Does the SD GCM tool do bias correction of the downscaled data or does it require further bias correction methods?

Common approaches is used as the application of downscaling techniques, which are typically either dynamical or statistical (empirical). Statistical downscaling methods usually establish a statistical relationship between a local variable (predictand) and a larger-scale variable modelled by the global or regional model (predictor). There are a vast number of statistical downscaling techniques used in impact studies, and for recent overviews we refer to Fowler et al. (2007) and Maraun et al. (2010). Dynamical downscaling, where a regional climate model (RCM) is forced with boundary conditions from a GCM.

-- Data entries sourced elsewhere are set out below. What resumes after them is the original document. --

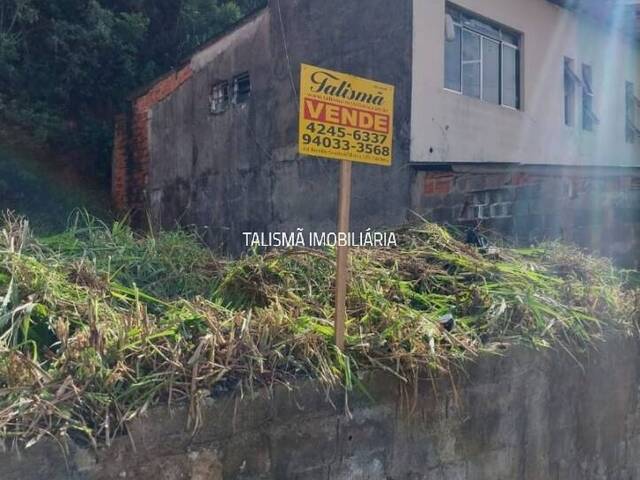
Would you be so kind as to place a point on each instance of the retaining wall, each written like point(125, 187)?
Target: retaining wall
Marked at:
point(522, 415)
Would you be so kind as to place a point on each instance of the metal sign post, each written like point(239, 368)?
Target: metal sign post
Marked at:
point(350, 119)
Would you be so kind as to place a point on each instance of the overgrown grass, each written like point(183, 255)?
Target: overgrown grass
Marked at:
point(98, 324)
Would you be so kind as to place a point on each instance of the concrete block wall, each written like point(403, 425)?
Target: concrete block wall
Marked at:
point(595, 208)
point(524, 414)
point(131, 150)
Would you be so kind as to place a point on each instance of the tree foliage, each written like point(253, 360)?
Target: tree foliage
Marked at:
point(66, 66)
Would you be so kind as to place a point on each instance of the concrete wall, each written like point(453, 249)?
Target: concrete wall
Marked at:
point(595, 208)
point(239, 171)
point(449, 127)
point(524, 415)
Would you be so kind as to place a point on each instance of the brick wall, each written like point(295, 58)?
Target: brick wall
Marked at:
point(131, 151)
point(526, 415)
point(594, 208)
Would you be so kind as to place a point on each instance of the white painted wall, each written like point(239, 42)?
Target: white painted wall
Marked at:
point(449, 127)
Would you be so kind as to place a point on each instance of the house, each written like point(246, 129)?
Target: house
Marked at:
point(521, 115)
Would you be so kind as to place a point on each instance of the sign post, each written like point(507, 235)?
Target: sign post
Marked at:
point(346, 118)
point(342, 252)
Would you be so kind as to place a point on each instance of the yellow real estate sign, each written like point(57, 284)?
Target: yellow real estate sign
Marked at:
point(345, 117)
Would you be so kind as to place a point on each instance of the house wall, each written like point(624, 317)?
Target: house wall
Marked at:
point(240, 171)
point(449, 127)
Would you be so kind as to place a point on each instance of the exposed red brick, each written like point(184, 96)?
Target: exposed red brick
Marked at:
point(131, 152)
point(119, 164)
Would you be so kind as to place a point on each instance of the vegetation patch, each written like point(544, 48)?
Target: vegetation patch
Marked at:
point(98, 324)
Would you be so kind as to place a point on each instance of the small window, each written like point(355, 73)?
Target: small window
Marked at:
point(589, 118)
point(482, 58)
point(571, 83)
point(219, 100)
point(632, 103)
point(241, 88)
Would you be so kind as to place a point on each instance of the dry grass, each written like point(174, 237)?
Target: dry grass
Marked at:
point(98, 324)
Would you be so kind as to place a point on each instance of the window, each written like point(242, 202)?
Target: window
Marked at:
point(219, 99)
point(482, 59)
point(241, 88)
point(632, 103)
point(571, 83)
point(589, 119)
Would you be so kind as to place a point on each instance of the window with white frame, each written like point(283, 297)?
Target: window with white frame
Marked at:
point(219, 99)
point(482, 58)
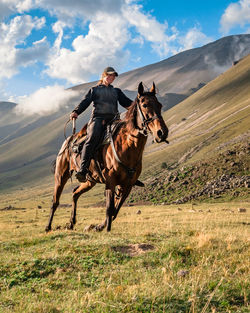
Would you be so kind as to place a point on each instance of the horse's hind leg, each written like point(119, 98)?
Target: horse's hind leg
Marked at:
point(110, 211)
point(60, 182)
point(78, 191)
point(110, 207)
point(123, 194)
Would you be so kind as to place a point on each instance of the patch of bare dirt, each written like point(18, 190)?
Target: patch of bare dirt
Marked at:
point(134, 250)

Teutschbein and Seibert (2012) have mentioned that several bias correction methods have been developed to downscale climate variables from climate models (Johnson and Sharma, 2011). These methods range from simple scaling approaches to rather sophisticated methods employing probability mapping or weather generators. Also, they have used different techniques of bias corrections method, including Linear Scaling, Power transformation, Distribution mapping, Local intensity scaling (LOCI), and Delta method.

Sachindra et al. (2014) stated bias-correction techniques could be applied not only to GCM outputs but also to the outputs of downscaling models, irrespective of whether the downscaling approach is dynamic or statistical. Also, Seibert (2012) used multiple bias-correction techniques (linear scaling, local intensity scaling, power transformation, variance scaling, quantile mapping, and delta approach) on dynamically downscaled precipitation and temperature.

Miao et al. (2016) assessed that in the simplest and widely used bias-correction technique, the future climate projection is adjusted merely by the delta change (DC) in the reference period (also called the "delta method").

Other researchers as Wetterhall et al. (2012), Hagemann et al. (2011), Fowler et al. (2007), Chen et al. (2013), Gutjahr and Heinemann (2013), Boe et al. (2007), and several others have been stated that BC is one of the statistical downscaling's approaches.

However, In the SD GCM software tool, you apply three methods of downscaling on a daily scale, including Delta, Quantile, and EQM. So, with selection one of them after the sets of processes, you can evaluate the mentioned method in monthly scale.

Wang et al. (2015) has stated that empirical statistical downscaling methods are classified based on calibration strategies (bias correction (BC) and change factor (CF)) and statistical transformations (mean based, variance based, quantile mapping, quantile correcting and transfer function methods). Frequently applied simple downscaling approaches include delta-change (DC) and bias correction (BC) methods. The former modify observations by the model-derived climate change signal (CCS) between the historical calibration and the scenario periods, whereas the latter correct raw model output, using model biases derived in the calibration period. Quantile mapping (QM) is a distribution-based BC method that removes quantile-dependent biases. If the observations, against which QM is calibrated, represent the same spatial scales as the raw climate model output (i.e. mean conditions over grid cells), QM does a mere BC.